J’y ai repensé en relisant cet article sur les « familles » de Nelson Mandela : la vraie et la politique (l’ANC) qui se disputent déjà l’héritage et le prestige du saint nom, alors même que Mandela est encore – plus ou moins – en vie. Sur la photo qui illustre l’article, on aperçoit un vieillard émacié, le visage de marbre, le regard vitreux, ailleurs, harassé et confus, entouré d’une demi-douzaine d’imbéciles heureux, rondouillards, souriants et aux anges : le bureau de l’ANC. Le photographe, selon le journaliste du NYT, ne cessait de répéter à la relique de « sourire ». Et si Nelson n’a pas souri, ses compagnons de route souriaient assez pour une éternité.
Les enfants et petits-enfants de Mandela ont été choqués par cette opération de communication, paraît-il. Comment a-t-on osé répliquer (piquer) leur méthode ? L’une ses filles a eu la hardiesse de comparer l’héritage de Mandela à celui des Rothschild : ceux-là ont mis à profit le nom dont ils ont hérité, pourquoi les héritiers de Mandela n’auraient pas le droit d’en faire de même ? Je ne sais pour qui la comparaison est plus insultante : les descendants de la dynastie Rothschild qui ont su faire fructifier, étendre et protéger l’héritage reçu, qui sont ainsi rabaissés au rang de prête-noms ; ou le père mourant dont le labeur et les sacrifices ne valent guère mieux qu’un compte en banque ou une assurance-vie. L’animateur de télévision français Jacques Martin avait l’habitude de dire : « l’argent ne fait pas le bonheur. Il permet seulement dans ses vieux jours de revoir ses enfants plus souvent »…

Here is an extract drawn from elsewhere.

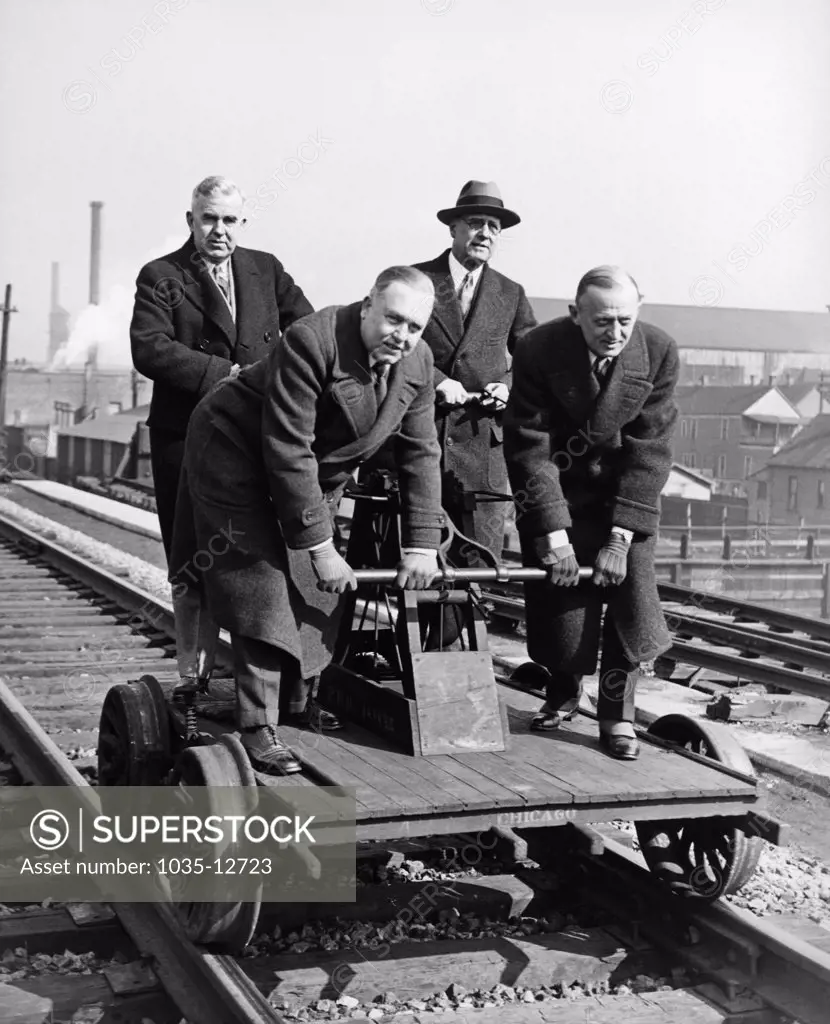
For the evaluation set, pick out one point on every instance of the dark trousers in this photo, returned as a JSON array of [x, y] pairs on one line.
[[617, 680], [267, 681], [166, 456]]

Vincent ROUGET a exploré dans les pages même de Terangaweb-l’Afrique des Idées les incertitudes sur l’avenir d’une Afrique du Sud « post-Mandela ». Mais une question plus mystérieuse demeure, celle de l’attitude de Mandela après son retrait de la vie politique. Depuis une dizaine d’années maintenant, le prestige de sa lutte contre l’apartheid, son manteau d’homme de paix, son sourire et ses cheveux grisonnant ont tous été mis à contribution. Pour le meilleur et pour le pire. De la lutte contre le Sida aux intrigues politicardes. De la production de vin aux posters et aux pins’. Du recueil de citations aux films. Des Doctorats honoris causa aux livres de Ségolène Royal. J’avais proposé qu’on étende la gamme aux préservatifs « Mandela » (le goût de la liberté, etc.)

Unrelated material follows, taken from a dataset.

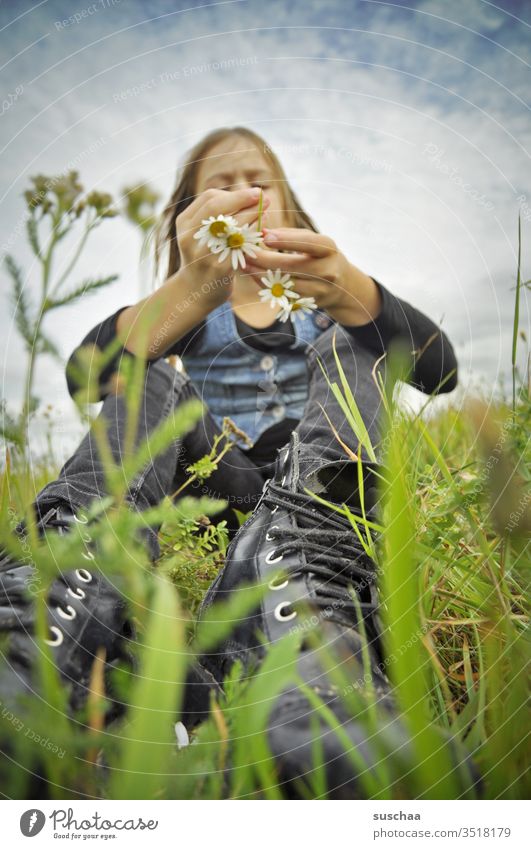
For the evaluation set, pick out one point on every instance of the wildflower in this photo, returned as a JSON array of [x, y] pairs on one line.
[[238, 242], [278, 286], [213, 231], [305, 305]]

La fin de vie de Nelson Mandela telle qu’on l’observe aujourd’hui est triste et affligeante – comme toutes les fins de vie. Banal et incérémonieux clap final pour une histoire riche et exceptionnelle. Le labeur achevé, les sacrifices consentis, la place dans l’histoire établie et confirmée, il ne reste plus qu’à expirer. Mortel, forcément mortel. S’en aller, si possible sans trop gêner, sans faire trop de bruit. Céder la place aux nouveaux venus qui tendus et ridicules dans leur impatience attendent leur tour de manège. Et puis rien.
Certes, mais tendre vers cette sure extinction en étant entouré de hâbleurs et de marchands de colifichets ? Remus et Romulus tétant la louve mourante. En voyant cette image du “grand” Mandela réduit à pas grand-chose, au crépuscule de sa vie, le regard perdu dans un monde lointain – et effroyable – je ne peux qu’accepter cette idée impie : même si l’on m’offrait son destin, la certitude de demeurer dans la mémoire des hommes, le salut de mon âme assuré et l’éternité dans la joie des saints, le jeu n’en vaudrait pas la chandelle. Et je repense aux derniers mots d’un autre géant, le chancelier Adenauer : « Da jitt et nix kriesche » (Cela ne vaut pas la peine de pleurer).
L’un de mes poèmes préférés de Philip Larkin est sa – justement célèbre – « Aubade ». C’est une réflexion désabusée et froide sur la mort. Ni mélancolique, ni stoïque, elle rejette les fausses consolations du courage et de l’indifférence :
« Courage is no good: /it means not scaring others.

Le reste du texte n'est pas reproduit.